Monday, August 23, 2004

family

My sister came to visit this weekend. The last time she was in Mexico it was for a beach vacation and she was frustrated by her inability to communicate. This time, my husband and I were on hand to take her around the city and translate for her. I have an itinerary for most of our visitors, but we didn't stick to it for my sister's visit. She's really into golf and skiing and as far as I can tell, not so much into museums or shopping which are the big draws here. . .So on Saturday we went to the Six Flags amusement park on the edge of the city and spent our day daring each other to go on rides that spun us every which way, made us dizzy, and dropped our hearts into our stomachs. We ate junky amusement park food and laughed until we cried, screamed until we were hoarse. I hadn't been to an amusement park since I left New York (there, I'd head to Coney Island at least once every summer.) And it really was a good time. My sister had fun. I had fun. My husband had fun. It'd been awhile since I felt so free to be silly.
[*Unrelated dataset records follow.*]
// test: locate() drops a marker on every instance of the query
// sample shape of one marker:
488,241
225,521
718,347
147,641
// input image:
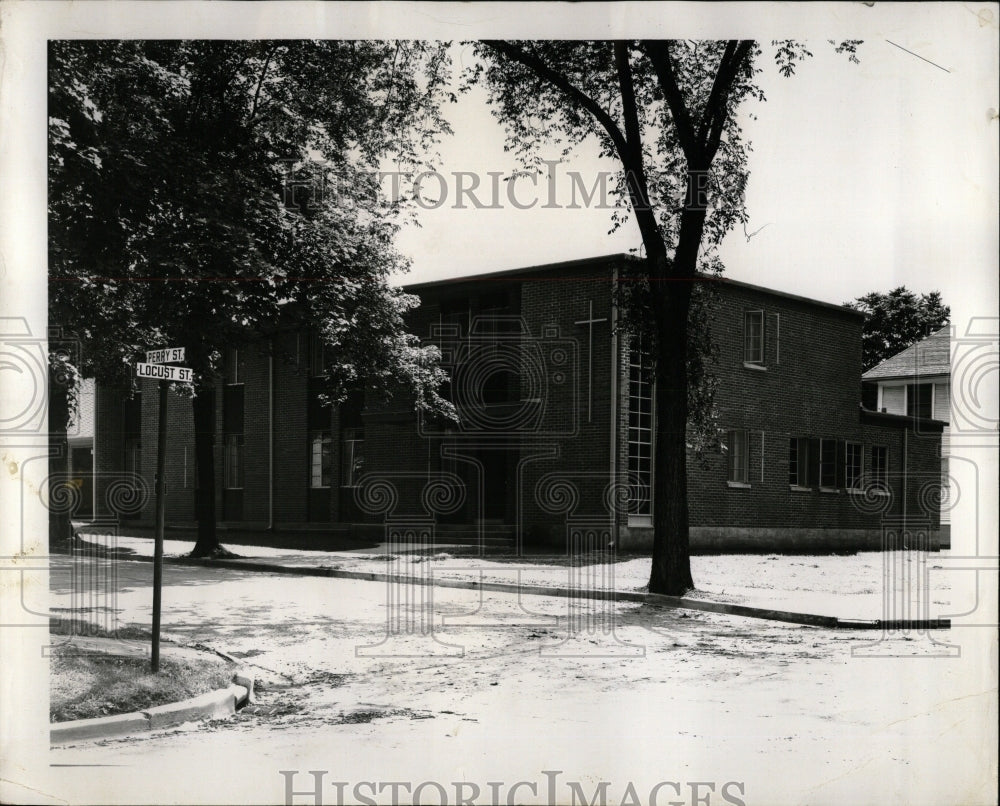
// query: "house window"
919,399
739,456
233,462
880,467
753,338
853,466
320,460
640,431
803,462
828,463
352,457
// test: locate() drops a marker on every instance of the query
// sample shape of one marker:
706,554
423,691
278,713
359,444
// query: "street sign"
168,355
161,372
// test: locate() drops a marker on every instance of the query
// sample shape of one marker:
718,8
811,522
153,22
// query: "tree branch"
562,83
716,110
260,83
658,52
635,172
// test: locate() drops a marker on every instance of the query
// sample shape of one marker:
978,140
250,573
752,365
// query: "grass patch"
84,686
124,632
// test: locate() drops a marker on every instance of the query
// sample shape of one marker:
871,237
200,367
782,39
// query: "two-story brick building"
556,430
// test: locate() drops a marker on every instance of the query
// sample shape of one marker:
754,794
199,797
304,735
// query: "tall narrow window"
233,462
739,456
753,338
880,467
828,463
232,456
640,431
853,467
320,460
352,456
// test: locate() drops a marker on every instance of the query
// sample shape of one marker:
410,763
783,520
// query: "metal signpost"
153,368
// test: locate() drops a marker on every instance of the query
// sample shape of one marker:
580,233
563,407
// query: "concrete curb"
213,705
788,617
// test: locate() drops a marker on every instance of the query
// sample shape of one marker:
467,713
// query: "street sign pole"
161,508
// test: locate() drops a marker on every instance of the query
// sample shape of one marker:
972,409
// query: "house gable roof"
929,356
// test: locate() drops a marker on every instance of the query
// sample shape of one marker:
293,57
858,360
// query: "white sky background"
863,177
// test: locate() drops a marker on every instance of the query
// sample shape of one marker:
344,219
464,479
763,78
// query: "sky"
864,177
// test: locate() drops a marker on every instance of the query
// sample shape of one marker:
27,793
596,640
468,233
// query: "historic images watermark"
313,787
550,188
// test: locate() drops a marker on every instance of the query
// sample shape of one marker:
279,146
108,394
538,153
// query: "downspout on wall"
270,437
615,369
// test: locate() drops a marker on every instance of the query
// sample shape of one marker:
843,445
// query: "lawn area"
92,680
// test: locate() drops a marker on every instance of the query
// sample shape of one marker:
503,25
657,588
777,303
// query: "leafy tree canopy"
205,192
895,320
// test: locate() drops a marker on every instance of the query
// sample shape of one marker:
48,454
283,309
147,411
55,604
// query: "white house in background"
917,382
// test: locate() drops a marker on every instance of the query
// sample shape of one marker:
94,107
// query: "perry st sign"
169,355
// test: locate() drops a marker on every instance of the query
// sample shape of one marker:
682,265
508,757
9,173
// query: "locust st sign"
162,372
155,366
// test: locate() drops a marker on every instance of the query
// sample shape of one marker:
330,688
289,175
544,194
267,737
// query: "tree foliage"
895,320
665,113
205,193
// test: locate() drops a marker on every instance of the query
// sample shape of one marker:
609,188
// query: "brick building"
556,430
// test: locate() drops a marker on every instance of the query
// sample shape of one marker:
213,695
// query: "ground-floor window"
640,431
853,465
828,463
802,461
320,460
738,443
880,467
133,455
352,457
232,465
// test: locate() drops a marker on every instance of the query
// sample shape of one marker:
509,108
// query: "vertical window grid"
753,337
880,467
233,462
352,456
739,464
640,430
853,466
828,463
320,460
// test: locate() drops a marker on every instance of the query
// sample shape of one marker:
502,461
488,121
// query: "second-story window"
919,399
753,338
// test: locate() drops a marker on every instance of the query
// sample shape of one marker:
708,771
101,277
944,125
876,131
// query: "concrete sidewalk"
795,603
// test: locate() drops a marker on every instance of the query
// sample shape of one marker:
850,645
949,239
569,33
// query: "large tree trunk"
203,405
60,501
671,568
671,287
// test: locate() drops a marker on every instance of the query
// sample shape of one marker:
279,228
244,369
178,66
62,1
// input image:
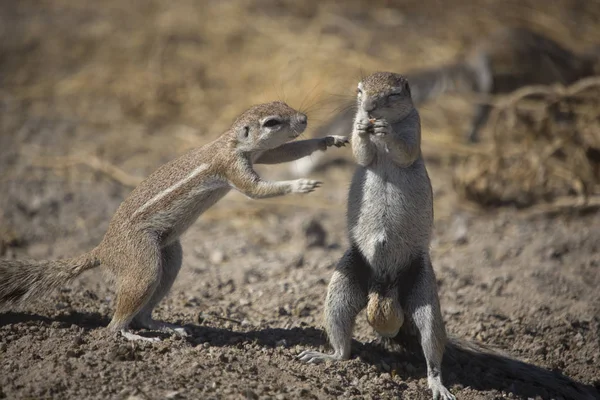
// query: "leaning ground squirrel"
387,268
141,247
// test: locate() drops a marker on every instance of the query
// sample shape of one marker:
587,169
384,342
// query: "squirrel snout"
302,119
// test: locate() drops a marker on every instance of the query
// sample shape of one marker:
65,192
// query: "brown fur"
141,247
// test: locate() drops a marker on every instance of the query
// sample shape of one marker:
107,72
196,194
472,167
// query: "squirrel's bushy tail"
22,280
495,368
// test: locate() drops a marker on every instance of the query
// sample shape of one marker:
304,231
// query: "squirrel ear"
244,132
407,87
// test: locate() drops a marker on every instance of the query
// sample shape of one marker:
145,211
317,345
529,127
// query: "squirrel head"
267,126
384,95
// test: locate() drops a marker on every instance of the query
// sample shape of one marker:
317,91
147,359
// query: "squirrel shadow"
463,364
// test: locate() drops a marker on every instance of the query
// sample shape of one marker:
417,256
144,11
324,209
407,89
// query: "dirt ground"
136,83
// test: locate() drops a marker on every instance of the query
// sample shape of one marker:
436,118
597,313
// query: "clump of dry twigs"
546,149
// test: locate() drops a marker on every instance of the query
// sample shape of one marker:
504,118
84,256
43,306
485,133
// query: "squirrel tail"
499,366
22,280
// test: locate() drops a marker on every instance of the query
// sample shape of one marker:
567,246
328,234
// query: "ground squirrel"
387,268
390,217
141,247
505,60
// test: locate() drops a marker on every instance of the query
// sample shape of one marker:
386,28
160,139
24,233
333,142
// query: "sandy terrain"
136,83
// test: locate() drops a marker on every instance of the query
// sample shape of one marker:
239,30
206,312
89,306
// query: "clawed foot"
335,140
305,185
440,392
165,327
315,357
138,338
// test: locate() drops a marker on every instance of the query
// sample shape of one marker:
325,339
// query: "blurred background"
96,95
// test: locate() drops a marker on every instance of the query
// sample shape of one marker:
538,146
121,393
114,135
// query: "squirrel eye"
271,122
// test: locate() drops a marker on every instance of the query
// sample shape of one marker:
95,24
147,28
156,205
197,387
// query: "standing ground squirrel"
390,217
387,268
141,247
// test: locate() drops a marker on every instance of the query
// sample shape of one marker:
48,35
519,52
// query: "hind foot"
315,357
155,325
138,338
440,392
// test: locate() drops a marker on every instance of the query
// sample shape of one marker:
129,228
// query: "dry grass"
136,83
546,147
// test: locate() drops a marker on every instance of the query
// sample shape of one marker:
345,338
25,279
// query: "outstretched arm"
296,150
244,179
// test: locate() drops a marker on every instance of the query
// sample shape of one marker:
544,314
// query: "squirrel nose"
368,105
302,119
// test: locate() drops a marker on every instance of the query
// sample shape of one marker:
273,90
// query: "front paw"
305,185
335,140
381,128
363,128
I didn't think about our infertility once- not even to make the obvious connection between the roller-coaster ride of hope and despair and the Medusa, our last terrifying ride of the day that gave me a stiff neck when I woke up the next morning.

Yesterday was a low-key day. My sister came with me to Kinkos to fax off my HSG report to Dr. Hope who returns from vacation today. We had a long leisurely lunch at the Italian restaurant down the street from my apartment. We played monopoly in the evening and had a late dinner at home. She left about an hour ago to head back home to her real life.

I have four sisters actually. And a brother. The sister who came to visit is the only one of them that I'm actually in touch with. It's a long complicated story, but essentially all of my siblings are from my dad's first marriage. Are half-siblings. And when he died, they sort of gave up on my mother and I. All of them except the one who came to visit.

She and I grew up in different households. She's 20 years older than I am- closer to my mom's age than to mine. But over sangria on Thursday afternoon- when I told her that my husband and I might have to use a sperm donor, she reminded me that she and I are closer, more alike than she is to her biological sisters. She reminded me that genes aren't everything. And of course, as an adopted child, I know that. I know that love transcends DNA and that family isn't defined by blood. I'm just anxious to get started.



1 Comments:

Blogger amanda said...

Glad to hear that you had a good weekend with your sister. I hope you get some answers from Dr. Hope soon.